Leon tersenyum mendengar ucapan Ninda. Sejujurnya, ia pun ingin cepat pulang namun masalah pada perusahaan kakek masih belum terselesaikan. Terpaksa Leon harus tinggal dua sampai tiga hari lagi di Amerika.
"Ya sudah... kamu jaga dia. Usahakan jangan sampai ia terus-terusan menangis." Pinta Leon.
"Enak aja kakak kalau ngomong. Dia tuh cinta sama kakak. Nah, sekarang yang dia tau kakak udah meninggal... lah gimana dia nggak nangis terus-terusan?!" Protes Ninda kesal. "Kakak sih... terlalu ekstrim bercandanya. Kasihan kan anak orang." Ketusnya lagi.
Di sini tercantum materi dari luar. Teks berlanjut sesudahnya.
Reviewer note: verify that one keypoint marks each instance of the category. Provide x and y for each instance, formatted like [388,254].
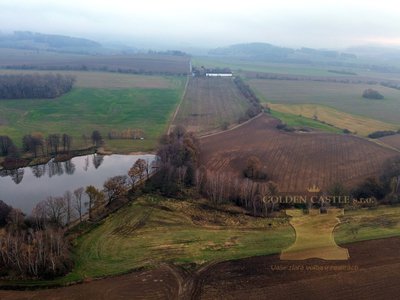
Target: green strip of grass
[300,121]
[85,109]
[168,234]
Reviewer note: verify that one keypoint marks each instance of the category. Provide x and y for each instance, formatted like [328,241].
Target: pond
[25,187]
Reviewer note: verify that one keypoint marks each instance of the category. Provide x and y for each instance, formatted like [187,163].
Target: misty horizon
[155,24]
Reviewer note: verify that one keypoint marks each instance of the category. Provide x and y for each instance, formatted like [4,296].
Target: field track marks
[230,129]
[171,122]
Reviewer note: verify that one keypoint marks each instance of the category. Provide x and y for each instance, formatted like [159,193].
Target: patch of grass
[340,96]
[119,245]
[106,80]
[259,66]
[153,230]
[85,109]
[356,124]
[368,224]
[293,120]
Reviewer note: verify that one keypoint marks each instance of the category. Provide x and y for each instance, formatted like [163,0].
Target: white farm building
[218,74]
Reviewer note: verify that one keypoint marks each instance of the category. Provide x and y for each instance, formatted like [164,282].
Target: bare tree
[96,198]
[68,206]
[137,172]
[78,205]
[115,187]
[97,139]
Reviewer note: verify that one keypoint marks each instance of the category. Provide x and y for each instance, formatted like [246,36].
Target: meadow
[114,102]
[338,119]
[154,230]
[211,104]
[340,96]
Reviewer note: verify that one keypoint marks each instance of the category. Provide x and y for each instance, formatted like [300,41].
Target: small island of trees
[33,86]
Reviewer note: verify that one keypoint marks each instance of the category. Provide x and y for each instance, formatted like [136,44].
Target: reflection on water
[24,187]
[53,168]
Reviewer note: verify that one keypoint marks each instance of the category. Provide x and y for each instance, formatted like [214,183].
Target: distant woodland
[22,86]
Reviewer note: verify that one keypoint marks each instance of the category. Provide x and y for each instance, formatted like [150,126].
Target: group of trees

Leon hanya tersenyum dan menarik napas panjang. Ya, ia pun menyadari jika ia sudah keterlaluan merekayasa tentang kematiannya dan membuat Ayu menjadi sakit seperti sekarang ini. Namun, ia juga besyukur karena akhirnya ia mengetahui perasaan Ayu sebenarnya.
"Setelah kakak pulang, dia akan bahagia. Percayalah." Janji Leon.
"Kakak memang harus membuat Ayu bahagia, kalau nggak pasti kakak akan berhadapan denganku." Ancam Ninda lalu memutuskan hubungan telepon.
"Marah-marah sama siapa sih?" Suara Icha yang sudah berada di belakang Ninda membuat Ninda terlonjak kaget.
"Iiiih... mama bikin kaget aja." Sungut Ninda manyun. Icha hanya tersenyum dan duduk di samping putrinya. "Marah sama anak laki-laki mama tuh. Udah buat Ayu nangis terus... eeeh, dia malah lari ke Amerika." Lanjutnya masih kesal. Icha menarik napas berat.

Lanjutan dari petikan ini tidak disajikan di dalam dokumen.